The party congress spent a great deal of its time on the need to improve
cadres and strengthen ideological work as the internet smashes its information
monopoly at a time of crisis and destabilising monetary reforms. Opposition to
the system was characterised as part of a US plot.
Bert Hoffmann, a Latin America expert at the German Institute of Global and Area Studies, said Cuba’s old guard might remain influential behind the scenes, particularly in the military. He added: “To weather the current crisis, further economic policy change will be imperative for Cuba.”
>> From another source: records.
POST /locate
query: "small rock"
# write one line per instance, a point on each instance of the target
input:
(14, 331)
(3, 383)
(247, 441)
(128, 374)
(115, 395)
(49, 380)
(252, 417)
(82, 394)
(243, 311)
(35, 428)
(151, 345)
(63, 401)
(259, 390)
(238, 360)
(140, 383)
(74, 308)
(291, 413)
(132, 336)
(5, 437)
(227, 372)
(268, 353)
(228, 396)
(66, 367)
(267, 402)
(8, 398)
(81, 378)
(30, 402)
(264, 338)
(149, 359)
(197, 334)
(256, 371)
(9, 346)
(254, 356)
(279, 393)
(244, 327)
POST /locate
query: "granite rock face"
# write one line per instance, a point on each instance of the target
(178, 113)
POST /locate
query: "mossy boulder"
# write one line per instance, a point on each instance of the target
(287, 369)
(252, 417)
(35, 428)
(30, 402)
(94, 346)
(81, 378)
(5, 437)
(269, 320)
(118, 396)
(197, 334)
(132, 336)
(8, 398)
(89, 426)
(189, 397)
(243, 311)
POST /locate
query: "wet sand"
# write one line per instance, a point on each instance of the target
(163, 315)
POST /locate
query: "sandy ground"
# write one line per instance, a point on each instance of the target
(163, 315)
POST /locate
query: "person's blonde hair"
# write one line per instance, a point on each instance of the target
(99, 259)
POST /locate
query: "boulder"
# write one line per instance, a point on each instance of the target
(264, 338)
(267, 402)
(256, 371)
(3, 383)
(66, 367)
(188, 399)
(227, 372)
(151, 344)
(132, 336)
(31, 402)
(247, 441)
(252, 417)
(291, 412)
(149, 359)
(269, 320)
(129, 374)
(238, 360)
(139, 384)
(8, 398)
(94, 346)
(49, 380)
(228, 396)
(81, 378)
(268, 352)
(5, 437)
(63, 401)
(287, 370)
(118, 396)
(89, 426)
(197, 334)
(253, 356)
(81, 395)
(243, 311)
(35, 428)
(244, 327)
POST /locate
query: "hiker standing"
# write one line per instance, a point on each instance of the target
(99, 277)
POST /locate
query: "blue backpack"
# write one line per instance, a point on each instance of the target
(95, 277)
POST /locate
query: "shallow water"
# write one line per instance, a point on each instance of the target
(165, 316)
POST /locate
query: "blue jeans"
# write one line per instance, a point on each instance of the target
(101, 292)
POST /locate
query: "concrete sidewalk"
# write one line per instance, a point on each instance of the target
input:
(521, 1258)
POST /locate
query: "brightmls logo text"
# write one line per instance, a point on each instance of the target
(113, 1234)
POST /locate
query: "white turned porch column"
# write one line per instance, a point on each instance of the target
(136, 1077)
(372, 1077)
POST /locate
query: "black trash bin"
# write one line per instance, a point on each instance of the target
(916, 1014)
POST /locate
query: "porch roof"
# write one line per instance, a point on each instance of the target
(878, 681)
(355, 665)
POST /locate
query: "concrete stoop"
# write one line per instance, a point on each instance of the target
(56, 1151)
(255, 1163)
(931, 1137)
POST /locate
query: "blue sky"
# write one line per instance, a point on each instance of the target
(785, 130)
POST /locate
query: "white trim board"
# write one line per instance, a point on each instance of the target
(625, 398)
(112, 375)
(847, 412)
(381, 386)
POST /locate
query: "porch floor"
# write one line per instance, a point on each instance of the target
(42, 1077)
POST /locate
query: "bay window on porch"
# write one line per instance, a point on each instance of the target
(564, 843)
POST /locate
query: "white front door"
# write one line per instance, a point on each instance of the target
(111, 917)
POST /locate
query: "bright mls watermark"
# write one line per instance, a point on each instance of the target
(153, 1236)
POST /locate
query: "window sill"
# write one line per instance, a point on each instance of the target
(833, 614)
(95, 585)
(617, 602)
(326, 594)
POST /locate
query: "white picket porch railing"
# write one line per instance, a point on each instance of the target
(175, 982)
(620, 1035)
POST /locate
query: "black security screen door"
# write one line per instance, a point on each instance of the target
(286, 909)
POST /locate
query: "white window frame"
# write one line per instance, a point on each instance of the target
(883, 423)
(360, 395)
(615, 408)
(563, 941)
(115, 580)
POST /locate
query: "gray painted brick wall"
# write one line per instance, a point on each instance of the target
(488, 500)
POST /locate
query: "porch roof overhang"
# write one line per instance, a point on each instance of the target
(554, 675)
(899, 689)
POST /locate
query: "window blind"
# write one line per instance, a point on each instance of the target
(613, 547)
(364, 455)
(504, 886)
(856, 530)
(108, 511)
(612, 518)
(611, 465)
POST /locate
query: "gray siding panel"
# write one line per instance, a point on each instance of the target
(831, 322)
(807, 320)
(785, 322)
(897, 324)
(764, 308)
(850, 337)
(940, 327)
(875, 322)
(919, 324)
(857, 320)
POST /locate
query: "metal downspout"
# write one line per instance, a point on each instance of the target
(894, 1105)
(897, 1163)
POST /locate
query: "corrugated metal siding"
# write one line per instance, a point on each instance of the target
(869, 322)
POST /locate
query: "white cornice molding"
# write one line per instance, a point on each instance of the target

There is much to admire in Cuba
in its commitment to principles of universal education, health care and
equality. Yet, something is not working well enough and these commitments
cannot be adequately supported. What jumps out is the potential benefits
of a self-reorganizing of society made possible by free markets.
This
observation became apparent when studying participatory democracy. It
does not seem fair to write off Cuba as non-democratic when certain aspects of
Cuban governance involve high levels of engagement of citizens in the elections
of representatives at the municipal level and indirect elections at provincial
and national levels.
In
describing the activities of elected officials, much of their time seems
preoccupied with the central administration of bakeries not working well,
deterioration of buildings, lack of local services, line-ups at grocery stores
etc. Topics that would rarely, if ever, attract the attention of elected
officials in free market societies.
If a
bakery provides poor service, someone establishes another and provides better
service. A lack of local services becomes a recognized need and an
opportunity for someone to set up a business to serve that need.
Local
contractors compete based on affordability and quality of service. There
should be no need to wait for the next council meeting in several months with
follow-up another six months later.
A freer
marketplace allows for timely improvements and creation of new services with
little or no effort by government and greater overall efficiency.
I respect
that it is not as simple as that. A bakery unable to get flour is not
able to bake bread. A grocery cannot provide vegetables if they are
rotting in the farmers’ field because of transportation problems or fuel
shortage. However, even these difficulties will generate needs that
enterprising individuals can address and improve.
Gradually,
the improved efficiency in providing services and products will lead to an
improvement in the overall economy. This is already very evident through
the expanding activities of innovative cuenta propistas (self employed).
It is
therefore important to look at free markets as an important aspect of how
people behave not as ideology – not as capitalism. Free markets are
possible in conjunction with Cuban societal commitments to fairness and
equality.
Keynes
observed that while excessive inequality is undesirable, a little inequality is
a driver for improvement, a way for people to do a little better.
Accordingly,
the objective should be to limit excessive inequality. Successful
societies apply progressive, but not punitive, income taxes and inheritance or
wealth taxes.
A
continued stress on a commitment by individuals to a well-functioning fair
society could allow Cuba to benefit from the efficiency of free markets and, at
the same time, better support Cuban principles and objectives.
Raul
Castro did say that he would move forward, carefully, but without pause.
He also said the Cuba has to learn, even from capitalists.
Unfortunately,
it is during times of change that people get dissatisfied as the desire for
change outstrips the rate of change. I think that now is such a time and
Cuba should open up more rapidly to free market philosophies without
compromising Cuban commitments and principles.